Figure 2. Towards Data Science
If you determine that AI is indeed the right solution for your problem, the next step is to assess the data-related aspects:
Do I have the necessary data?
- For instance, if you’re working on a medical diagnosis model, do you have access to relevant medical records?
Where does the data come from?
- Is it sourced internally, from third parties, or publicly available?
Is the data labeled?
- Supervised learning models require labeled data for training.
Is the data free, or does it have associated costs?
- Cost implications are crucial, especially in commercial applications.
What if I don’t have labeled data?
- If you lack labeled data, you’ll need to decide whether to hire human raters or crowdsource labeling.
Example: Imagine you’re tasked with building a recommendation system for a local restaurant app. If you don’t have labeled data for user preferences, you might opt to crowdsource user ratings and reviews to generate labels for your machine learning model.
Figure 3. Inspirit Scholars
Beyond data, it’s vital to consider the potential impact of the model or project:
Is the model aimed at good or potentially harmful outcomes?
- Consider the ethical implications of your work.
Does the model automate tasks or augment human decision-making?
- Automation can have far-reaching consequences.
Example: Suppose you’re developing an automated content recommendation system for a news platform. It’s essential to evaluate the impact of potentially reinforcing biases or promoting diverse viewpoints in the news consumption of users.
Figure 4. Data Revenue
Understanding the project’s timeline is crucial. It helps in resource allocation and managing expectations. Consider factors like data collection, model training, and evaluation.

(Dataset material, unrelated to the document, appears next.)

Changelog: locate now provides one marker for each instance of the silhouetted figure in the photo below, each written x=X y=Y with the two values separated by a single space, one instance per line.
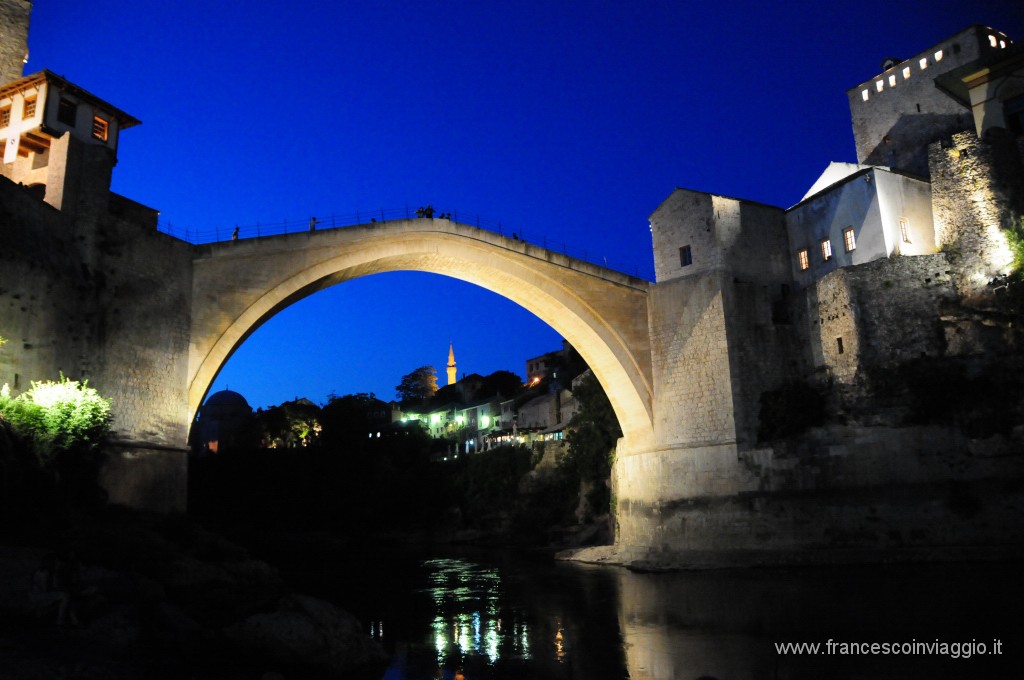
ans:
x=56 y=584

Example: If you’re building a demand forecasting model for an e-commerce platform, you need to estimate the time required to collect and preprocess historical sales data, develop the model, and fine-tune it for production use.
Figure 5. Medium
Before delving deep into an ML project, define your evaluation criteria. This step ensures that the model aligns with project goals and is aligned with business or ethical requirements.
Consider both Business Goals and ML Goals:
- It’s important to recognize that sometimes, the objectives of a machine learning model (ML goals) may differ from the broader business goals.

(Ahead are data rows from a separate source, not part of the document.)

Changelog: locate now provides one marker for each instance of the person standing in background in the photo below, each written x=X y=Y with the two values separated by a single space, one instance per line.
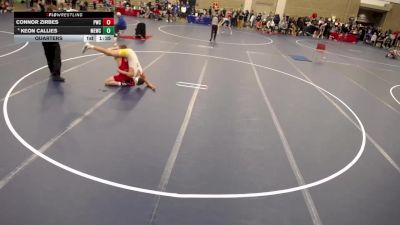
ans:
x=52 y=50
x=214 y=27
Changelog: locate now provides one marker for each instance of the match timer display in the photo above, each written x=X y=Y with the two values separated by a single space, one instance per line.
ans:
x=64 y=26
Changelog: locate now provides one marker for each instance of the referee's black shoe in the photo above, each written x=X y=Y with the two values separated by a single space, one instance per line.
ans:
x=58 y=78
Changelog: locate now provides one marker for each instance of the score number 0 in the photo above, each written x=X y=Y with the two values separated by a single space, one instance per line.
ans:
x=108 y=21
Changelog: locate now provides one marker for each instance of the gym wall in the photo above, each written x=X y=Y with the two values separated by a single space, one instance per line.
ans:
x=342 y=9
x=266 y=6
x=392 y=18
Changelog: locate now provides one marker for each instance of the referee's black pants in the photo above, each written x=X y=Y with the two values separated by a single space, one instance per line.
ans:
x=52 y=51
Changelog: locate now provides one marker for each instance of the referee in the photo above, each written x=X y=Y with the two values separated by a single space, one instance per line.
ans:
x=52 y=50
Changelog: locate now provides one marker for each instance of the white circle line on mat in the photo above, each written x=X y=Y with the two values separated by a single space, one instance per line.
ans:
x=26 y=43
x=179 y=195
x=347 y=56
x=219 y=42
x=391 y=93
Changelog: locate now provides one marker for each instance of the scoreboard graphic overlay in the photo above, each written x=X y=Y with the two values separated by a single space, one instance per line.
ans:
x=63 y=26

Using ML Goals as Proxies for Business Goals:
In cases where business and ML goals are not perfectly aligned, it’s possible to use ML goal metrics as proxies for business goals. For example, in a recommendation system, you may use metrics like click-through rates, user engagement, or customer retention as proxies for revenue growth.
Example: In a recommendation system for an e-commerce platform, the business goal might be to increase sales revenue, while the ML goal might be to maximize click-through rates. While these goals are related, they aren’t always perfectly aligned.
Figure 6. Xenon Stack
Determine the infrastructure and resources needed for the project:
Is the deployment cloud-based or on IoT devices?
- Consider the scalability and resource requirements of your chosen infrastructure.
Is the system designed for online or batch processing?
- Real-time or batch processing decisions impact architecture and resource allocation.
Example: If you’re developing a real-time facial recognition system for a security application, you might need cloud-based infrastructure with powerful GPUs for efficient processing.
Risk Assessment and Fallback Policies
It’s crucial to consider what could go wrong during the project. Identifying potential risks, such as data leakage, model bias, or system failures, is part of a robust scoping process. Additionally, establish fallback policies for addressing these risks when they materialize. A fallback policy outlines the steps to take when the project encounters unforeseen challenges.
Example: If you’re developing an autonomous driving system, a risk might be sudden system failures. Your fallback policy could include safety mechanisms for the vehicle to stop safely if such failures occur.